中国のAIスタートアップ企業ディープシーク(DeepSeek)が世界を驚かせた最新AIモデルは、「OpenAIのデータを学習させる手法を用いて開発された」と、AI・暗号資産政策責任者を務めるデービッド・サックス(David Sacks)氏が指摘しています。米国 OpenAIは、中国 DeepSeekがチャットボットの訓練に自社のAIモデルを利用したかどうかを調査しています。知識蒸留(Knowledge Distillation / arXiv)によると指摘されています。
- DeepSeek関連情報(Google検索)
- ディープシークはチャットGPTから「知識蒸留」=米AI責任者(1/29 WSJ)
- Deep Learningにおける知識の蒸留(1/12, 2018 codecrafthouse.jp)
- 知識蒸留(Knowledge Distillation)(5,2024 / Avintonジャパン)
DeepSeekは今月、人間の推論方法を模倣できる新しいオープンソースAIモデル DeepSeek-R1 を発表しました。DeepSeek-R1が数学的タスクや一般知識など、AI業界のさまざまなベンチマークにおいて、米国の大手AI企業と肩を並べるか、それを上回る性能を発揮するとしています。一方でその開発コストは、米国企業の数分の一で済んだということです。

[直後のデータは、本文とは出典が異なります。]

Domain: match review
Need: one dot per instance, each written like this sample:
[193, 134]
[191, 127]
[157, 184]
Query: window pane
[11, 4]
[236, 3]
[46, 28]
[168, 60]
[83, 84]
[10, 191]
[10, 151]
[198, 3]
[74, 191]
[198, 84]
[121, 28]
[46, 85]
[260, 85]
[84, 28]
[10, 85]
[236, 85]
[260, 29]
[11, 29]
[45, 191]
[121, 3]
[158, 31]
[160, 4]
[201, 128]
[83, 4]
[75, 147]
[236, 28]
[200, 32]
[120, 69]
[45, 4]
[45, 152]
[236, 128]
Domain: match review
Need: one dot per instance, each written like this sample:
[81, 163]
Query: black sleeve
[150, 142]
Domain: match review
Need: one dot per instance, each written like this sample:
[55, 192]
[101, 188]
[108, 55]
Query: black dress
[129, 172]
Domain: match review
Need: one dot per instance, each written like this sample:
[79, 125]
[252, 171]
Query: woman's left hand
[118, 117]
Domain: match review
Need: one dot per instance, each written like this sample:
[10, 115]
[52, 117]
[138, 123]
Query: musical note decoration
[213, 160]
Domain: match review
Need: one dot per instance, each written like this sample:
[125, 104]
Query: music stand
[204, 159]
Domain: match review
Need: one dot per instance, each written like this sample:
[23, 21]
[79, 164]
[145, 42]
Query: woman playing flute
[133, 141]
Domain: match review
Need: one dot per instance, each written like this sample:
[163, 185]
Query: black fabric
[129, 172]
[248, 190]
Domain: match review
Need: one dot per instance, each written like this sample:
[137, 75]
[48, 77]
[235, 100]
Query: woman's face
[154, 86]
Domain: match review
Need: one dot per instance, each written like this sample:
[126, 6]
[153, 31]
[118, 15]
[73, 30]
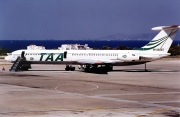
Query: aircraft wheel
[67, 69]
[72, 68]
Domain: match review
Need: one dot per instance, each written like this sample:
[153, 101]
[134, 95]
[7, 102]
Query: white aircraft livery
[91, 59]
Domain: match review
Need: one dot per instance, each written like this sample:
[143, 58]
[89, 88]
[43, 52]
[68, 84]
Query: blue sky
[79, 19]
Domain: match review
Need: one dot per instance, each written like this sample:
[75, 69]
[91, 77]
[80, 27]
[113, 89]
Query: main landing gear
[145, 67]
[69, 68]
[95, 68]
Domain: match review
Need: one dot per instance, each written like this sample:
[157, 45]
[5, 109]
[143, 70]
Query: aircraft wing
[93, 61]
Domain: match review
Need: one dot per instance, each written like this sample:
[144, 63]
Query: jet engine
[129, 57]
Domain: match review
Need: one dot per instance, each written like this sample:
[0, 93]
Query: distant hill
[123, 36]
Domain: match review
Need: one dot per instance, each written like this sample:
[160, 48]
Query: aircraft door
[65, 54]
[22, 54]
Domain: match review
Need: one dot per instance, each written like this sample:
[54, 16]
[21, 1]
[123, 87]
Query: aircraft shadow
[96, 72]
[142, 70]
[46, 70]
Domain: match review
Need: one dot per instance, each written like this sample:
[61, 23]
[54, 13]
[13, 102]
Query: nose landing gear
[69, 68]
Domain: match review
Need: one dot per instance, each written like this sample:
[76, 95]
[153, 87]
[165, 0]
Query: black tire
[72, 68]
[67, 68]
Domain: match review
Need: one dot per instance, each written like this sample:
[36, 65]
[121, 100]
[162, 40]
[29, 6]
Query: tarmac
[128, 91]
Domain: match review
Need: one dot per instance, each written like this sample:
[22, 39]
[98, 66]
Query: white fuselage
[115, 57]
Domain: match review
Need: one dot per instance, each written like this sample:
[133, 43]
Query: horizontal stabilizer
[165, 27]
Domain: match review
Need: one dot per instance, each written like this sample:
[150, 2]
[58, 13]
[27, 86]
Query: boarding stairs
[16, 65]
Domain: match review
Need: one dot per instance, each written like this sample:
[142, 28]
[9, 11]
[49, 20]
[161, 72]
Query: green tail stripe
[143, 49]
[160, 40]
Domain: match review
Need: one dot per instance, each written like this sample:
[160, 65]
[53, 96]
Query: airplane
[90, 60]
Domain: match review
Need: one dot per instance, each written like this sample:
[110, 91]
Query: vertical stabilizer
[163, 40]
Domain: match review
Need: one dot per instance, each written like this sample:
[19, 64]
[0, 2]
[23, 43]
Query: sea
[13, 45]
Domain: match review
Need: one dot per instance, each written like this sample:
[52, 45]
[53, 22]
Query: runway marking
[164, 101]
[140, 94]
[154, 112]
[96, 86]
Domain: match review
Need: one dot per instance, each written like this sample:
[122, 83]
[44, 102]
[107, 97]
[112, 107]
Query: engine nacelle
[129, 57]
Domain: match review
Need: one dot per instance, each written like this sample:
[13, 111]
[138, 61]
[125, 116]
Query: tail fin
[163, 40]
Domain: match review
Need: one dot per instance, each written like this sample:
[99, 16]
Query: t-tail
[163, 40]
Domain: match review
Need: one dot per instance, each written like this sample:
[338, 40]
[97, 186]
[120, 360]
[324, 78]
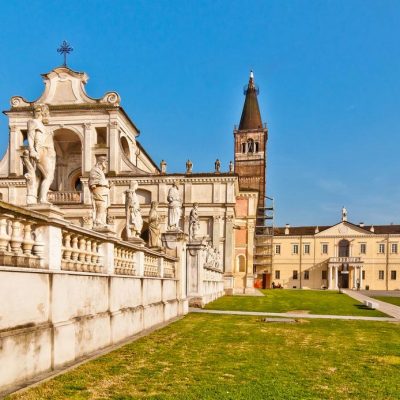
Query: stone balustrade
[169, 269]
[64, 197]
[32, 239]
[81, 252]
[20, 244]
[151, 266]
[125, 260]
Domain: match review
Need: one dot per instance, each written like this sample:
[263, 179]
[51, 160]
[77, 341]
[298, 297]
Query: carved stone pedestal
[48, 210]
[175, 243]
[138, 241]
[195, 261]
[104, 229]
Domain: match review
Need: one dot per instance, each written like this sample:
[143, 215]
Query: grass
[312, 301]
[387, 299]
[204, 357]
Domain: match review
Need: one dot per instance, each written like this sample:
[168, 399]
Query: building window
[241, 263]
[250, 146]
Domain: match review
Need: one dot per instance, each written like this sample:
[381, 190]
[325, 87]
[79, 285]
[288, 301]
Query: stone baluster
[74, 252]
[99, 258]
[82, 253]
[27, 241]
[4, 236]
[67, 251]
[16, 239]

1月28日、AI・暗号資産政策責任者のサックス氏は DeepSeekがOpenAIのモデルのアウトプットを参考に技術を開発した「相当な証拠」があると述べています。OpenAIの広報担当者は「AIのトップ企業として知的財産を守るための対策に取り組んでいる。米政府と緊密に協力することが極めて重要だと考えている」と説明しています。
OpenAIは、自社のAIツールから大量のデータを抽出しようと、中国を拠点とする複数の組織がさまざまな試みをしたことを確認したと述べています。「知識蒸留」という技術的プロセスによって自前のAIモデルを訓練しようとした可能性が高いということです。

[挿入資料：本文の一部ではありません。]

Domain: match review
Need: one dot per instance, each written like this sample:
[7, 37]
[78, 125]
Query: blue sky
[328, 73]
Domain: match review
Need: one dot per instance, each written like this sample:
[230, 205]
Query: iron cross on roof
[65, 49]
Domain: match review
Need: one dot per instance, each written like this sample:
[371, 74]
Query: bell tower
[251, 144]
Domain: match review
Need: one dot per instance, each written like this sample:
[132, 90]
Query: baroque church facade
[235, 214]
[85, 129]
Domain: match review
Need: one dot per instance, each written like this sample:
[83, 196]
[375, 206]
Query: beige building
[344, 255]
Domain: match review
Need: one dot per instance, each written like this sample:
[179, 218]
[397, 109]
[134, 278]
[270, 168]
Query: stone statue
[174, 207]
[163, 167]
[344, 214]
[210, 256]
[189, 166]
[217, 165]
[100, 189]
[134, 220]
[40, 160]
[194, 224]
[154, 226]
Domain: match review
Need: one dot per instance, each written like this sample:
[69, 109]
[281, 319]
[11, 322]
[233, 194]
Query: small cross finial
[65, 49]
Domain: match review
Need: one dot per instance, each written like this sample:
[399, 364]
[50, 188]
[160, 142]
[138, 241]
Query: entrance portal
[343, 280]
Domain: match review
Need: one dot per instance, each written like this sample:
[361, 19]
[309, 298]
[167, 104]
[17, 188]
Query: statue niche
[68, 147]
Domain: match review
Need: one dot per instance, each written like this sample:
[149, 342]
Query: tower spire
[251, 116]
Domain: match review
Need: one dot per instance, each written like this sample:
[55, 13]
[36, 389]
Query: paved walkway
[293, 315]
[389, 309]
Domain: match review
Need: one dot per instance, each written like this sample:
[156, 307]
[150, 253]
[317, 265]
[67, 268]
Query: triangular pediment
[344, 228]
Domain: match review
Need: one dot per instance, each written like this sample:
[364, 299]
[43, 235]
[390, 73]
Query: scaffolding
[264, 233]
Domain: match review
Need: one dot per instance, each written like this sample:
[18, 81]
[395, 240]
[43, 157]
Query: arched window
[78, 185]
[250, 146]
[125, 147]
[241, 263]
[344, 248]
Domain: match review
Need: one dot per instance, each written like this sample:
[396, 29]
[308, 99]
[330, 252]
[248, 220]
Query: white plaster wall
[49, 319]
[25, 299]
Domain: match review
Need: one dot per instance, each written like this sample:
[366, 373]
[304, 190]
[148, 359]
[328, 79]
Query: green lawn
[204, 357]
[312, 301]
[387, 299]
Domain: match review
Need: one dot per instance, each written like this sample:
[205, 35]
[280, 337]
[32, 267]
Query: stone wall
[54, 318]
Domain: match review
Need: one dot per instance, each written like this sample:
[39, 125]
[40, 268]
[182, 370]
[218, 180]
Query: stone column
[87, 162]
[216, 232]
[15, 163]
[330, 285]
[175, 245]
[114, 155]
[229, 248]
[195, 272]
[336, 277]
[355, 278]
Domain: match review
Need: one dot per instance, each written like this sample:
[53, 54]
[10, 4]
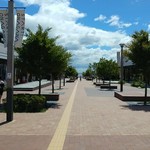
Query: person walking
[1, 89]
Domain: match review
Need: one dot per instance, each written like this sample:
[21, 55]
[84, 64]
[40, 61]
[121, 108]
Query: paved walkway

OpenAIは、同社のモデルから知識蒸留を行った疑いのあるアカウントを停止したと明らかにしました。こうした試みと関連のある主体を特定するため、OpenAIのモデルをホストしている MicroSoftと協力していると述べています。事情に詳しい関係者によると、OpenAIはDeepSeekも調査対象としています。
- Distilling the Knowledge in a Neural Network(9 Mar 2015 Geoffrey Hinton, Oriol Vinyals, Jeff Dean / arXiv)
世界中で暗躍する産業スパイ。その時代の先端技術、飛行機や自動車、コンピュータ、家電製品などもリバースエンジニアリングにより「模倣」「低廉化」されてきました。いまは「生成AI」「自動運転車」「宇宙」など・・。ますます「知的財産権」が重要になります。ただ、オープンソースゆえの難しさもあります。